After all, a unique approach in the fixed income investing is a prerequisite at the moment as the Fed is preparing for policy normalization. Let’s delve a little deeper into the fund.

UBND in Focus

The ETF looks to give investors broad exposure to the global dollar denominated bond market in an effort to ward off its currency exposure. The bonds are both investment grade and junk. The fund charges 55 bps in fees.

UBND intends to cap any specific corporate issuer’s exposure at 10% of the total portfolio, any particular sovereign issuer’s focus at 25% and any specific country’s tilt toward 30% of the basket, barring U.S. exposure, per the prospectus.

US Treasury Bond 3.125% 08/15/2044 holds the top-most position with about 18.43% share followed by GSMS 2007-GG10 AM 5.794683% 8/10/2045 (8.21%) and Office Cherifien Des Pho 4.5% 10/22/2025 (4.25%). The fund has average years of maturity worth 11.45.

The fund intends to lower interest rate risk by keeping its average effective duration between negative 5 years and 10 years. It is worth noting that a negative duration means that the fund’s price will increase in a rising rate environment. Weighted average coupon of the fund stands at 5.19%.

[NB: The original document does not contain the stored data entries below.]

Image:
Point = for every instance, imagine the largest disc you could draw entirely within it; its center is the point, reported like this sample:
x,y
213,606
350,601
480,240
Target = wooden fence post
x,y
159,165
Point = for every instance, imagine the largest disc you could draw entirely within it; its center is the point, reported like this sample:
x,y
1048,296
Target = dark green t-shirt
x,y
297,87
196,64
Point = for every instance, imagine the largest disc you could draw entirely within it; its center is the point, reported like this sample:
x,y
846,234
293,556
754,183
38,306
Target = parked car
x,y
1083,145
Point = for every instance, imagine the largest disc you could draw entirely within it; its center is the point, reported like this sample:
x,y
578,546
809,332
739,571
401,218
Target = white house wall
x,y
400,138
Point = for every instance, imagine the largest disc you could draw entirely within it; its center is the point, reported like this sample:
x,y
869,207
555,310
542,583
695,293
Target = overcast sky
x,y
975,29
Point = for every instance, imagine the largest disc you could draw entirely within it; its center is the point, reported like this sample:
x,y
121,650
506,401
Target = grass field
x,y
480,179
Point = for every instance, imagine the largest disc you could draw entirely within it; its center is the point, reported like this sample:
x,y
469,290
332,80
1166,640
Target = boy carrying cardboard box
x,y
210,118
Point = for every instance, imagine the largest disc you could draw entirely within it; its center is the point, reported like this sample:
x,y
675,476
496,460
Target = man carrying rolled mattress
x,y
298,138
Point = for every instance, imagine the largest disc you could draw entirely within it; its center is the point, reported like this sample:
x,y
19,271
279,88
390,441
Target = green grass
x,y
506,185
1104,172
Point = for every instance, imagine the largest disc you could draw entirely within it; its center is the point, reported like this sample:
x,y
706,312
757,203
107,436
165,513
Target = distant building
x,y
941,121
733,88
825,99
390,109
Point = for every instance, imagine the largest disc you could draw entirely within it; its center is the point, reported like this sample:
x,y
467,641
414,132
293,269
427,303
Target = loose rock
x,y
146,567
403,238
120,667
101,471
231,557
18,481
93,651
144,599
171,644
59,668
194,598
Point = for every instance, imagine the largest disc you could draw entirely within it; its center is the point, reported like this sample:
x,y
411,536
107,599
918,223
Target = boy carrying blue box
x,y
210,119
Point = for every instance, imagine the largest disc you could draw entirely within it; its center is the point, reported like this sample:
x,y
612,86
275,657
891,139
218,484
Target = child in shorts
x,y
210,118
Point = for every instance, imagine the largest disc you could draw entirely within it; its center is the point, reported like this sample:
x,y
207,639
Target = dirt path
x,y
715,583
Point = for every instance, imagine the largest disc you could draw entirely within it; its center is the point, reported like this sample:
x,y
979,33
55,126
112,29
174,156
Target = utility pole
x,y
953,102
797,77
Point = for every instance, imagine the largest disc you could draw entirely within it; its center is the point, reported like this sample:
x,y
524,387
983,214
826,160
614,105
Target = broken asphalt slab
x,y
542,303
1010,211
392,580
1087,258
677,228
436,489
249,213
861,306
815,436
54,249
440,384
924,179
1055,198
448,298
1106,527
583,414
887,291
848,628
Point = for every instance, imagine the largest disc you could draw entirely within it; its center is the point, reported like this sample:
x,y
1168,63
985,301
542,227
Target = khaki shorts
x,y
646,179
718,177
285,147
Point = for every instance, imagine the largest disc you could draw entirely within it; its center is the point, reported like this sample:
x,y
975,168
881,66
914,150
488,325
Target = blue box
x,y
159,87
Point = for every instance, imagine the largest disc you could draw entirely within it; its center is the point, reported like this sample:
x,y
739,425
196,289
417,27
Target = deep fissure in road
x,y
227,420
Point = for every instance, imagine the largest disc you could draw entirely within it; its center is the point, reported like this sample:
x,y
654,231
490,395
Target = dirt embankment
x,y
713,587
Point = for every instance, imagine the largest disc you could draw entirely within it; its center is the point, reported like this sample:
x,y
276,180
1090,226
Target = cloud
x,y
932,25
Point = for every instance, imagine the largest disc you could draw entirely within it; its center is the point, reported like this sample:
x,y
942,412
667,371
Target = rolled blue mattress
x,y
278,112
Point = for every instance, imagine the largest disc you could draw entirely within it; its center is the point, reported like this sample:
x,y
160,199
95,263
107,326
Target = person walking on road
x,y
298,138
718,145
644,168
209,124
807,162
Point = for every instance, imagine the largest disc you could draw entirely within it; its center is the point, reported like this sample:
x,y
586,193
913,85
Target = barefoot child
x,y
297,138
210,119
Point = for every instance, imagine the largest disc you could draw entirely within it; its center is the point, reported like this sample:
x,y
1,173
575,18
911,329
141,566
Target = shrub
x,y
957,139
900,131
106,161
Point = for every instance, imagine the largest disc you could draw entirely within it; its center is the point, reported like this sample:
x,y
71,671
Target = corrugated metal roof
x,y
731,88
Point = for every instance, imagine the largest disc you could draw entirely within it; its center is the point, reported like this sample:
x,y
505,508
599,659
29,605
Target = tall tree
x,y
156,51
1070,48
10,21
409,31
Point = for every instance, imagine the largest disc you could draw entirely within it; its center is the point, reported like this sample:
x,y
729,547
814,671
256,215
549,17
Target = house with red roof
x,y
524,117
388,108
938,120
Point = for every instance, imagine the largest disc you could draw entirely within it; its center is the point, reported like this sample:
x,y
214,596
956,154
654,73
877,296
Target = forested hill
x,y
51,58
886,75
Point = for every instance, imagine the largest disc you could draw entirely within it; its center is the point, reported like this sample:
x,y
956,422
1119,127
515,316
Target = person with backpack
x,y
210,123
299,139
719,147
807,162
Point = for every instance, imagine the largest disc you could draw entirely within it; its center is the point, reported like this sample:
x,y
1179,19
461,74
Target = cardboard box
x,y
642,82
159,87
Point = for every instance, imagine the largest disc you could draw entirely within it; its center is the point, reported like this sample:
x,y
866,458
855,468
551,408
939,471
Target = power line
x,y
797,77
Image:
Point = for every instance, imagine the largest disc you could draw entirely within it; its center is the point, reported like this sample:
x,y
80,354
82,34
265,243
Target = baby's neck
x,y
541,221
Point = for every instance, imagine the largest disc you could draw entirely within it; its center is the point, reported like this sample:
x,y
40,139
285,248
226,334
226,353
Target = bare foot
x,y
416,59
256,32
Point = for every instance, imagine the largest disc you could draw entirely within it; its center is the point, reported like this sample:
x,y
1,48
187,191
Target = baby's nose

How Does it Fit in a Portfolio?

As per WisdomTree, an unrestrained fixed income strategy increases the flexibility to generate returns and manage risk in various market environments. UBND aims to provide exposure to the attractive fixed income attributes such as higher income, diversification and lower risk, and shun the unwanted segments of bond markets that have bloated securities and unappealing risk-return tradeoffs.

As a result, the product could be an interesting choice for investors seeking exposure to the fixed income market while limiting interest rate risk and currency risks yet enjoying decent income. The strategy could be a huge hit given that the Fed is about to end a prolonged low rate environment sometime in 2015 and hike key interest rates (read: Top ETF Stories of 2014 Worth Watching in 2015).

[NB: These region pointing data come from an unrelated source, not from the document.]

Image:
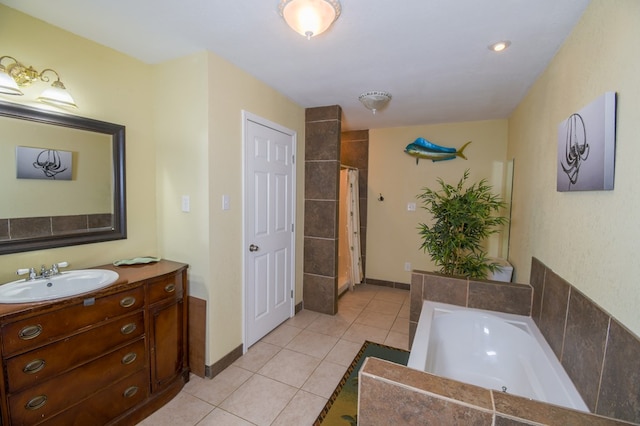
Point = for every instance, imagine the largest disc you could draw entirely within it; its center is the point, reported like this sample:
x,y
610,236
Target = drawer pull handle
x,y
128,328
129,358
34,366
130,392
30,332
128,302
36,402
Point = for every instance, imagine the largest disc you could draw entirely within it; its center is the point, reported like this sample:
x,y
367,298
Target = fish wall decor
x,y
422,148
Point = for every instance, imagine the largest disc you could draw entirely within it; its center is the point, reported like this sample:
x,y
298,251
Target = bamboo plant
x,y
464,216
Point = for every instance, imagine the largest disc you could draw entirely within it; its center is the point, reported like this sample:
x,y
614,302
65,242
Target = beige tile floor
x,y
287,377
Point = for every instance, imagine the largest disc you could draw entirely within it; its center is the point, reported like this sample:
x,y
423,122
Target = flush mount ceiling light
x,y
310,17
15,75
500,46
375,100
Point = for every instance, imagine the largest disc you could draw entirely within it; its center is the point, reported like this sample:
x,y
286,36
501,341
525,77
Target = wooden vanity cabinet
x,y
108,357
168,330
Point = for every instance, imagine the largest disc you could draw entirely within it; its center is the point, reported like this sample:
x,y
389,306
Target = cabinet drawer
x,y
95,411
38,365
38,330
166,288
49,398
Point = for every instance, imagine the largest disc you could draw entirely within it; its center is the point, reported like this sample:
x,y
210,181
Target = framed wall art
x,y
586,147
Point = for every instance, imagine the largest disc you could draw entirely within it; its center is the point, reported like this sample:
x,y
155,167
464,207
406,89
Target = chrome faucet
x,y
44,271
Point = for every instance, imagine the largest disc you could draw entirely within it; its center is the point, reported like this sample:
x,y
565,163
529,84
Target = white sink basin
x,y
69,283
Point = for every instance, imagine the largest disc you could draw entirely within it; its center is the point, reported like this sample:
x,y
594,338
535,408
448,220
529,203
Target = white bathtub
x,y
494,350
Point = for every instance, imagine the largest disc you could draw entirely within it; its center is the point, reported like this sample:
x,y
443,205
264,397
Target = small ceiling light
x,y
16,75
500,46
310,17
375,100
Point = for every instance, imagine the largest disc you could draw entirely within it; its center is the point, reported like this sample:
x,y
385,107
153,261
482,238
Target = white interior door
x,y
268,226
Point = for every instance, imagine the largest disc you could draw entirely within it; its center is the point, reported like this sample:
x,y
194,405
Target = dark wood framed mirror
x,y
44,208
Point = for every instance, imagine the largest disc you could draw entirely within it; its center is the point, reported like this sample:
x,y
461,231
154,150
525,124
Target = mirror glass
x,y
61,180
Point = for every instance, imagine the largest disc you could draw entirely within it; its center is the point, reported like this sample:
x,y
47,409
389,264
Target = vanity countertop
x,y
129,276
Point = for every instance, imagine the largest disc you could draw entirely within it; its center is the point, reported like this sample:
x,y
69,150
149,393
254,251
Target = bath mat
x,y
342,407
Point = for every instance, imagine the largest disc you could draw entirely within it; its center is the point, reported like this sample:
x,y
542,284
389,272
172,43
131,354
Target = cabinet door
x,y
167,334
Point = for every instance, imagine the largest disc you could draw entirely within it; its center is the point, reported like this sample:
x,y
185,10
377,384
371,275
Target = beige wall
x,y
184,138
588,238
89,190
392,235
107,86
200,154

The looming Fed stance will likely create an upheaval in the global market for a host of reasons. UBND has a global approach. With most developed nations being in the mood to support easy money policies for longer, the product can be an enticing option to cash in on low-yields but staving off negative currency translation.

In such backdrop, this new ETF offers investors a fusion. While we are not sure of how easy it would be to safeguard this bond fund from all sorts of imminent threats, still an effort from the issuer is worth a closer look at the product.

ETF Competition

The novelty in designing makes UBND a relatively distinguished play. In any case, the broad international bond market is still budding though we have seen a surge in interest over the past few years (read: Best and Worst Bond ETFs Of 2014).

The most popular funds in the emerging market bond ETF space right now includes iShares J.P. Morgan USD Emerging Markets Bond ETF (NYSE:EMB) while well known international funds include Vanguard Total International Bond ETF (NASDAQ:BNDX), SPDR Barclays (LONDON:BARC) International Treasury Bond ETF (NYSE:BWX), S&P/Citigroup International Treasury Bond Fund (NASDAQ:IGOV) and Madrona Global Bond ETF (NYSE:FWDB). However, given the product’s unrestrained objective, it is unlikely to face any hurdle in amassing investors’ assets (read: 5 Bond ETFs Crushing the S&P 500 This Quarter).